Situated in the Indian Ocean between Africa and Asia, Seychelles has become a leading international financial services business location thanks to its stable political and regulatory environment and excellent cooperation between the private and public sectors. Combining the highest global business standards and a willingness to cater to the needs of discerning international clients, the sector’s range of financial products continues to expand.
Apart from its idyllic ocean setting, Seychelles boasts a number of key factors that make it appealing as an international launch pad for businesses. The country has a stable government and a highly convenient and efficient company incorporation process. Taxes are low, agreements are in place with around 35 other countries, including China, to avoid double taxation, and Seychelles’ vibrant financial services sector offers an ever-broadening array of competitive investment products.
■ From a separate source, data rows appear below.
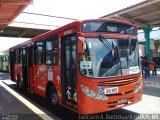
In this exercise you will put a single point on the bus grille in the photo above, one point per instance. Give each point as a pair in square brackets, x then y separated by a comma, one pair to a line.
[120, 82]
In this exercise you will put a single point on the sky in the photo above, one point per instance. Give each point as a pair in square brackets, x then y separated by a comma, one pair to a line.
[77, 9]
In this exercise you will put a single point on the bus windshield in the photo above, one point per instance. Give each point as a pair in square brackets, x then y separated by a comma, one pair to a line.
[106, 57]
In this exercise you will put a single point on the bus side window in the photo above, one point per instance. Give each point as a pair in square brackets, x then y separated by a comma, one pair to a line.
[48, 51]
[38, 53]
[55, 50]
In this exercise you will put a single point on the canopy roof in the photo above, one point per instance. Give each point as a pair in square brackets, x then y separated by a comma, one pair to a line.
[141, 14]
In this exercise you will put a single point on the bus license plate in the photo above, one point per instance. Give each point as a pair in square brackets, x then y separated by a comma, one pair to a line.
[122, 101]
[111, 90]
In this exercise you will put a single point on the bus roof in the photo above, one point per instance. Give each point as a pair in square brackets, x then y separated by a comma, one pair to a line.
[76, 24]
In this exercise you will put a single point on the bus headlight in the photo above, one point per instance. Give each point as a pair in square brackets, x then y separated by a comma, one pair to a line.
[138, 88]
[93, 94]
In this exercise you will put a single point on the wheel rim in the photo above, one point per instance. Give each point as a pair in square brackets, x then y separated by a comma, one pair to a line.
[54, 98]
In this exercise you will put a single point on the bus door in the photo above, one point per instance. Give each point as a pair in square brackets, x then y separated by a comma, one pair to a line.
[26, 64]
[12, 64]
[69, 77]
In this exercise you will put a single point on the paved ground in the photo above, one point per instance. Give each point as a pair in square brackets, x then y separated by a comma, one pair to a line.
[147, 109]
[152, 81]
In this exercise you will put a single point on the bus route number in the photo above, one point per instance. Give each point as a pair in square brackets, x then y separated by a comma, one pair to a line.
[111, 90]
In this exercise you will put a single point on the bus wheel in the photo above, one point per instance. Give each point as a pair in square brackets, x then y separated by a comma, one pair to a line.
[53, 96]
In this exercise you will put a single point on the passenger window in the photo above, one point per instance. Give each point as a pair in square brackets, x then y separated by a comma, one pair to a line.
[55, 50]
[48, 51]
[38, 53]
[51, 51]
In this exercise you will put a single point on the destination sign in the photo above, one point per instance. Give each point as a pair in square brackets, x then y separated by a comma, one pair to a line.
[108, 27]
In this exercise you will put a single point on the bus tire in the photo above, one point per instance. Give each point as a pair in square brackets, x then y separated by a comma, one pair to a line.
[53, 97]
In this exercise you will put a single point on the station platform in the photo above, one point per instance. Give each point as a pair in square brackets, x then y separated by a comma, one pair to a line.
[152, 81]
[14, 106]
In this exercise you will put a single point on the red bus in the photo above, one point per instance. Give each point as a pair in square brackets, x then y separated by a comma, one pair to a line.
[88, 66]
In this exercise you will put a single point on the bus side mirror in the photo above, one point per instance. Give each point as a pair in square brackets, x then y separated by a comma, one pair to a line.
[80, 45]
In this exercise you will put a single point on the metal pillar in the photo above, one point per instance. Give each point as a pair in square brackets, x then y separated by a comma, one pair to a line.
[147, 29]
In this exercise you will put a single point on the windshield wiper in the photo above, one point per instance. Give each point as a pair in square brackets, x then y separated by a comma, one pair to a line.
[105, 42]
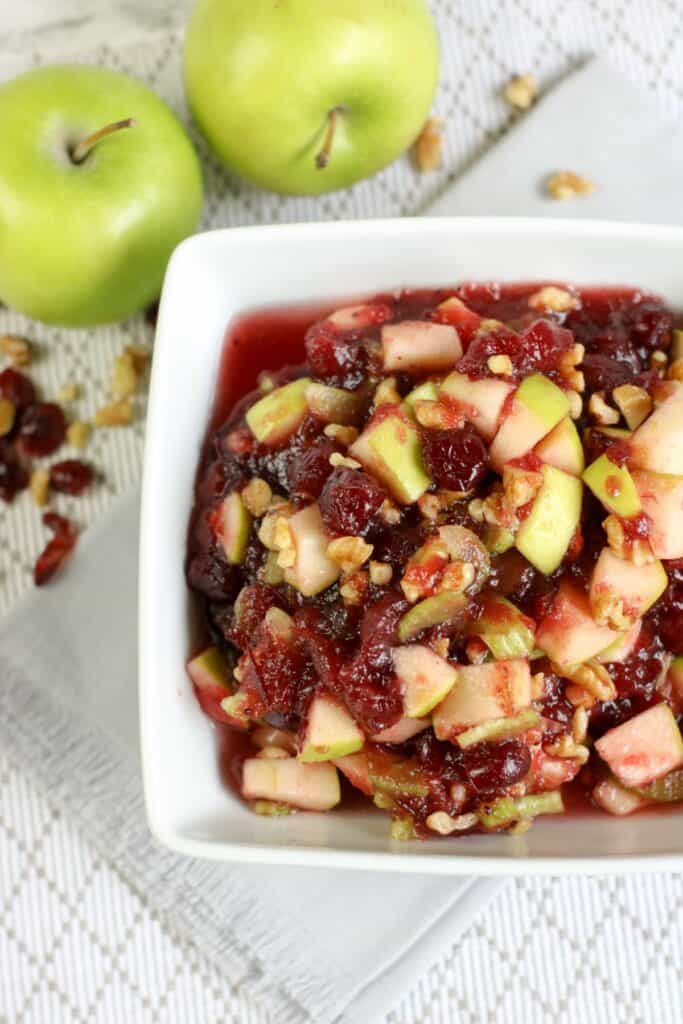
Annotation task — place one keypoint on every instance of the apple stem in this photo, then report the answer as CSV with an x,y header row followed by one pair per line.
x,y
80,151
323,157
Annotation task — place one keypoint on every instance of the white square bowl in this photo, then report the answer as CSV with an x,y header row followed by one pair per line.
x,y
211,279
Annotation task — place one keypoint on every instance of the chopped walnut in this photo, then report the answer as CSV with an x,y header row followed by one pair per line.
x,y
349,553
345,435
7,416
17,350
40,486
521,91
428,145
380,573
557,300
634,402
568,184
117,414
257,497
601,412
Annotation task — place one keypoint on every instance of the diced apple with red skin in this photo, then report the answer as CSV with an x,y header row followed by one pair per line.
x,y
425,678
568,634
356,770
286,780
390,448
657,444
662,499
481,400
562,449
636,587
313,570
645,748
329,731
481,692
420,346
538,406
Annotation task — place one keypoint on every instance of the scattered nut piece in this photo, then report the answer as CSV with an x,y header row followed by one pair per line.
x,y
337,459
7,416
380,573
78,433
500,365
117,414
601,412
18,350
257,497
521,91
634,402
568,184
349,553
428,145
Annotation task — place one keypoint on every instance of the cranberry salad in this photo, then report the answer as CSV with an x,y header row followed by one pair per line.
x,y
440,560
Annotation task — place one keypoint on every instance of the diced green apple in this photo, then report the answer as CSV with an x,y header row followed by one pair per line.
x,y
273,418
644,749
562,449
568,634
482,692
662,499
481,400
286,780
389,448
313,570
538,407
612,485
636,587
657,444
420,346
545,535
425,678
330,731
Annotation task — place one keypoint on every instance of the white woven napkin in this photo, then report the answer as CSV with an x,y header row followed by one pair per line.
x,y
315,945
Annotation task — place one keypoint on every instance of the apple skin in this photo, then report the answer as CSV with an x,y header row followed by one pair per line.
x,y
85,244
262,77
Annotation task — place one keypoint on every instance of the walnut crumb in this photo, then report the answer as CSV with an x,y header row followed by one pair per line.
x,y
429,144
521,91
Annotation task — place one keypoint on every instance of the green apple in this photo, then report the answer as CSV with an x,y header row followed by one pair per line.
x,y
98,183
305,96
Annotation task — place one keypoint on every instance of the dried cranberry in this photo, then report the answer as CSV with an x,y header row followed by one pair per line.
x,y
456,459
42,429
71,476
348,503
56,550
16,387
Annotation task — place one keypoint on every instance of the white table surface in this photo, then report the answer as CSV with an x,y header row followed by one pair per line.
x,y
77,942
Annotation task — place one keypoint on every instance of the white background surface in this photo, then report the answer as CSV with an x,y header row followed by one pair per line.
x,y
77,942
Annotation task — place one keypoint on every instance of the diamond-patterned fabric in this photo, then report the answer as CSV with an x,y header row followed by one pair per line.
x,y
77,941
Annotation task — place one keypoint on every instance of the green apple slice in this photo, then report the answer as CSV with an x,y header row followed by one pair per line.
x,y
424,677
622,590
330,731
538,406
482,692
313,570
419,346
612,485
389,448
662,499
545,535
310,786
644,749
481,400
235,526
499,728
275,417
562,449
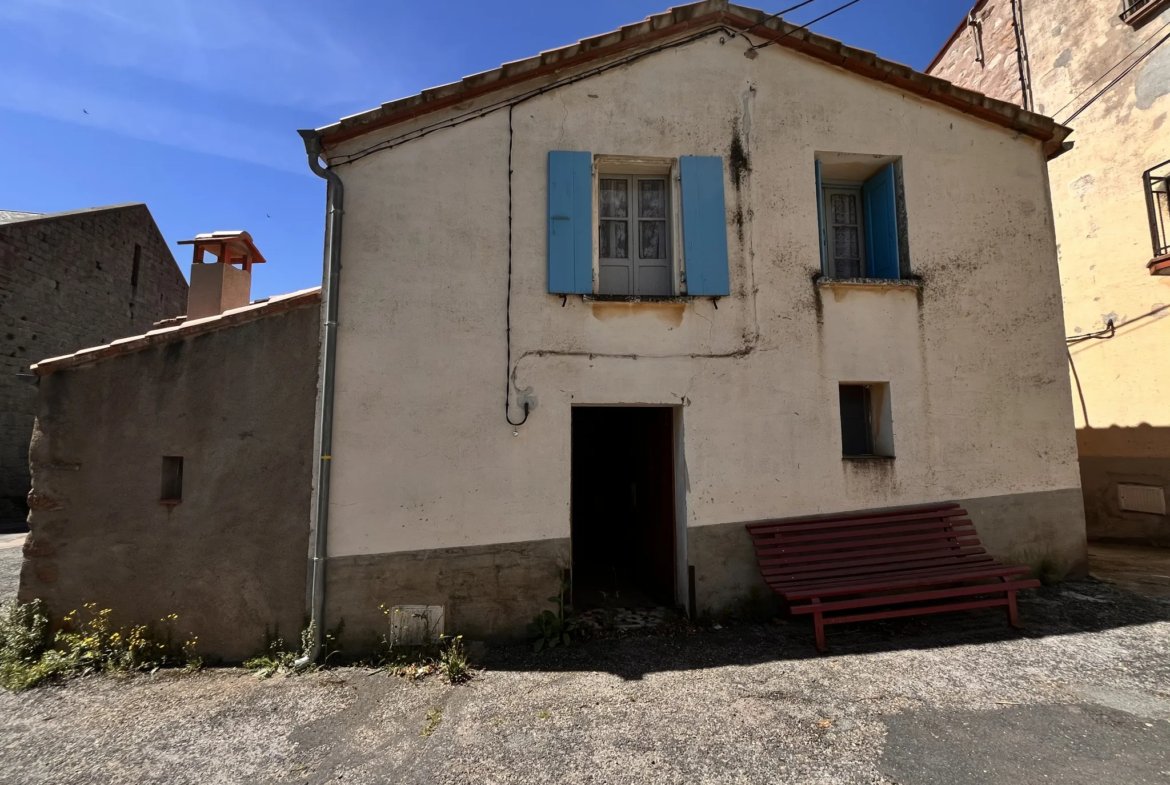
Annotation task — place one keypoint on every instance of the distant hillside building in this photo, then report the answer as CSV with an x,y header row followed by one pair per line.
x,y
68,281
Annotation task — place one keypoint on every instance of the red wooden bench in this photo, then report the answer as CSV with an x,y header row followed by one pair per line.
x,y
864,565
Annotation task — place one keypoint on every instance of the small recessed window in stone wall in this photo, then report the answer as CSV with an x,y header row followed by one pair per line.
x,y
172,480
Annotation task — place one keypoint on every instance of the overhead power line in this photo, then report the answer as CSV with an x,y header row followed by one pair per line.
x,y
1116,78
768,19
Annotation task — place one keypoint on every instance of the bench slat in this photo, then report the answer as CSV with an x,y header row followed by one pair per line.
x,y
804,525
922,610
865,515
915,597
869,566
763,541
899,583
866,556
861,544
782,585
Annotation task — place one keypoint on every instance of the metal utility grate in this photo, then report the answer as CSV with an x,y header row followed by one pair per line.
x,y
1142,498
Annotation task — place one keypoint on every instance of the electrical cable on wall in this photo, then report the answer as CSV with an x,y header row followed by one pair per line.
x,y
508,302
751,50
1100,335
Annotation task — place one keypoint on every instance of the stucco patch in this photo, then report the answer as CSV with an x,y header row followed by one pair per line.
x,y
1153,80
669,312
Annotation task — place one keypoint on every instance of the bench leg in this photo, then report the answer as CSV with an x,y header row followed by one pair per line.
x,y
818,621
1013,614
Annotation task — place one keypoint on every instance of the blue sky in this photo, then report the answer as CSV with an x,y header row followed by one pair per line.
x,y
192,105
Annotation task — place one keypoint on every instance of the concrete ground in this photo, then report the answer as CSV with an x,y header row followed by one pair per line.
x,y
9,564
1081,696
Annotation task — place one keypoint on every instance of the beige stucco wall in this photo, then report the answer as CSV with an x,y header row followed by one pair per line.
x,y
1120,385
422,458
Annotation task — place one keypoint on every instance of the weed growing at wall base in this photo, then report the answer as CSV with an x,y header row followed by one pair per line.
x,y
88,642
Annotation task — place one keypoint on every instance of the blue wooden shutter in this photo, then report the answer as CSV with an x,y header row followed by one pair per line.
x,y
704,225
881,225
820,221
570,222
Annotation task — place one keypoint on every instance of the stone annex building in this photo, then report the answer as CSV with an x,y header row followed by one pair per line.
x,y
70,280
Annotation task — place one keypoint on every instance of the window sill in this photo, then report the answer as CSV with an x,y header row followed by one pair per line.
x,y
642,298
869,283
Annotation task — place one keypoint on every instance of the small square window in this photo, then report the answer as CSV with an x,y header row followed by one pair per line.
x,y
1157,206
172,480
634,248
866,427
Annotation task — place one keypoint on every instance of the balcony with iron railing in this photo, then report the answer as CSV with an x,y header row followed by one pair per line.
x,y
1137,12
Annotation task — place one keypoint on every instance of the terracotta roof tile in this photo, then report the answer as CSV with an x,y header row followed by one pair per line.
x,y
708,14
181,330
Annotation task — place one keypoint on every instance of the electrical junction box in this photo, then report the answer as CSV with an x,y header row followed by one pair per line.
x,y
415,625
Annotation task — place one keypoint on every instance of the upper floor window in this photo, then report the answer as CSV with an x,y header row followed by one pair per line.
x,y
637,227
1157,207
634,235
1137,12
861,215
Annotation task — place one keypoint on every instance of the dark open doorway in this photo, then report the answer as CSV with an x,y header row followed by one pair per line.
x,y
623,507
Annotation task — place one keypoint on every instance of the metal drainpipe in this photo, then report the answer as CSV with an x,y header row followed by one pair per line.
x,y
335,194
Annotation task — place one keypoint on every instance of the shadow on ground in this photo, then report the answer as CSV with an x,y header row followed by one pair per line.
x,y
1081,606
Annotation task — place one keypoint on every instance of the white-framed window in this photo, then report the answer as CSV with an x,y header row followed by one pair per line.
x,y
846,229
638,252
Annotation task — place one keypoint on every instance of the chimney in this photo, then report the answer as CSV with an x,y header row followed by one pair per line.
x,y
226,282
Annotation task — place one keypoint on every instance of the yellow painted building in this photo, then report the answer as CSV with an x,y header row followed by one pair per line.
x,y
1103,68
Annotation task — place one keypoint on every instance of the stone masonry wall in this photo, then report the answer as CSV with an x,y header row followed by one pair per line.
x,y
998,75
67,282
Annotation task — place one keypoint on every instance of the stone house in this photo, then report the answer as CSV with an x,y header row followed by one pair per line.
x,y
590,314
594,310
1102,67
205,510
70,280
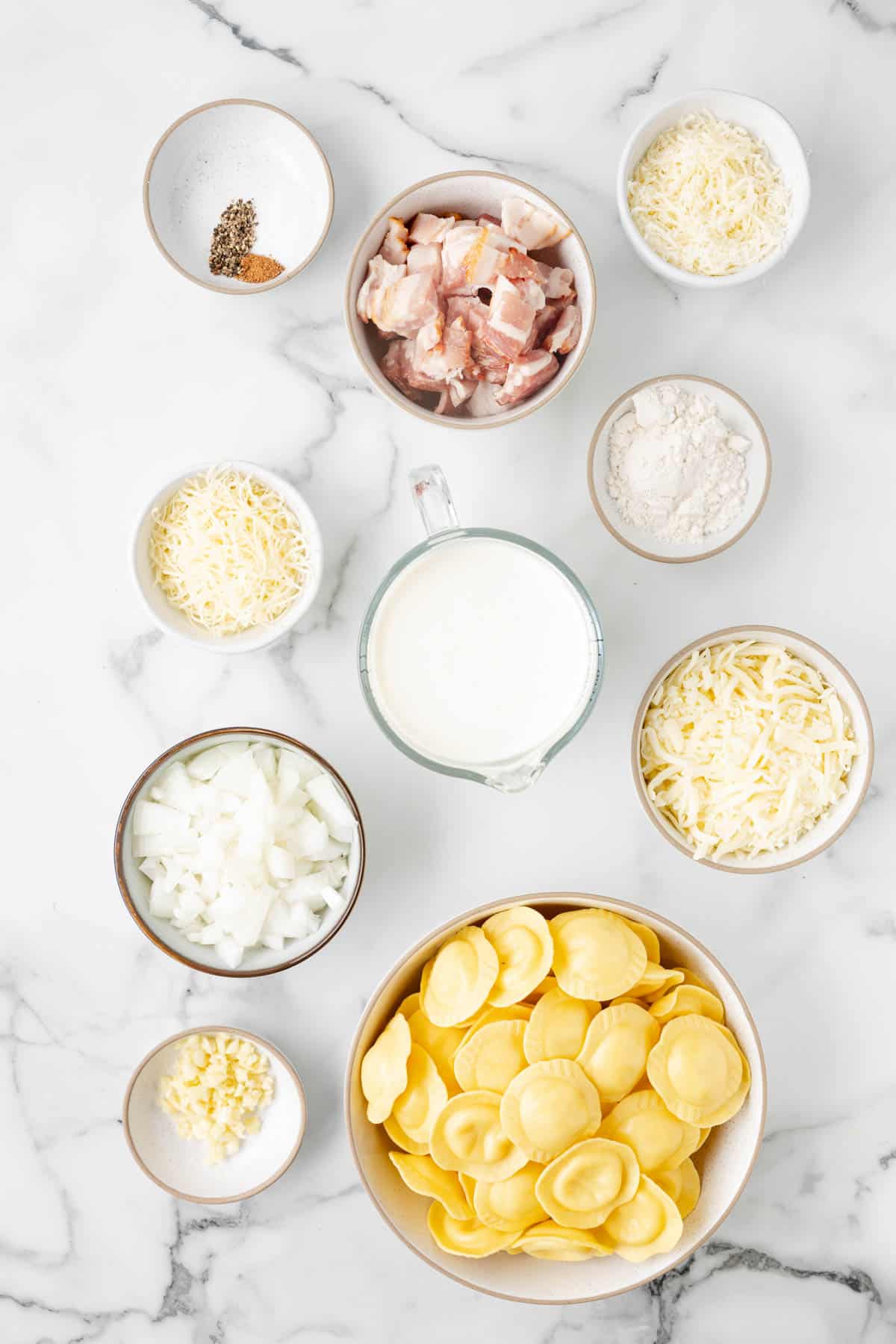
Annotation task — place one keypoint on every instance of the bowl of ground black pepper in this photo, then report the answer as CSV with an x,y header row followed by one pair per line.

Established in 2013, the Seychelles Financial Services Authority (FSA) is responsible for the licensing, supervision and development of the non-bank financial services sector, amongst other responsibilities, ensuring that the industry remains dynamic while adhering to the accepted global best practices
The FSA’s incumbent CEO, Dr Steve Fanny, wants the regulator to now play a key role, in tandem with the Seychelles Investment Board, in attracting business from Asia and the rest of the world to use Seychelles as a financial services jurisdiction. With China being a key beneficiary of its services, in November 2018, the organization will attend the China Offshore Summit in Shanghai to discuss Seychelles’ advantages and possibilities with Chinese financial intermediaries.
“Seychelles is on the way from Asia to Africa, and a Chinese company can use our double-taxation agreements to get better deals in Africa, a preferable rate and hence the best return,” Dr Fanny explains.
“Africa and Asia are the fastest growing economies and you need to position yourself in the areas where there is growth”
“I think the next phase is for us to go into Africa and explain to people how they can use the Seychelles Mutual Funds and other products. Given the economic reality of Europe, I think most jurisdictions are now thinking of working with Asia and Africa. It is pragmatic. Africa and Asia have the fastest growing economies and you need to position yourself in the areas where there is growth.”
Many investors opening a business in Seychelles opt for an IBC, or International Business Company. Seychelles has a fast incorporation procedure, and with no restriction on the paid-up capital requirement for IBCs, the process is affordable and therefore suitable for businesses both small and large. IBCs can be 100 percent foreign-owned and make an ideal base from which to conduct international business with reasonable reporting obligations and no tax on profits.
Besides the popular IBC, Seychelles has developed a host of other financial products, from foundations, international trusts and collective investment schemes to securities, non-domestic insurance and Seychelles international trade zones, which allow for cost-effective international commerce in and through the jurisdiction.
” We Want to be the first jurisdiction in Africa to regulate fintech activities.”
Dr Fanny promises that more innovation is to come as the Seychellois finance sector moves with the times and changing technological realities. “We need to embrace a new philosophy that works alongside the innovations in the financial services industry, such as fintech,” he says, adding that new legislation to regulate this growth area is expected soon.
The FSA’s CEO sees opportunities elsewhere, too, leveraging Seychelles’ advantages as a location situated in the proximity of Africa, Asia and the Middle East. Islamic finance, for example, has been identified by Dr Fanny as a potential new growth market amid plans to develop a Sharia-compliant product for Seychelles.
Even in a rapidly changing world, the FSA is keenly aware of the continuing importance of discretion for many investors, including Chinese businesses. “Chinese investors need to be aware of the jurisdictions where the registers are confidential, and where they are being made public. In Seychelles, we still believe that we need to give investors a certain level of confidentiality and protection, and therefore their information will not be made public,” Fanny said.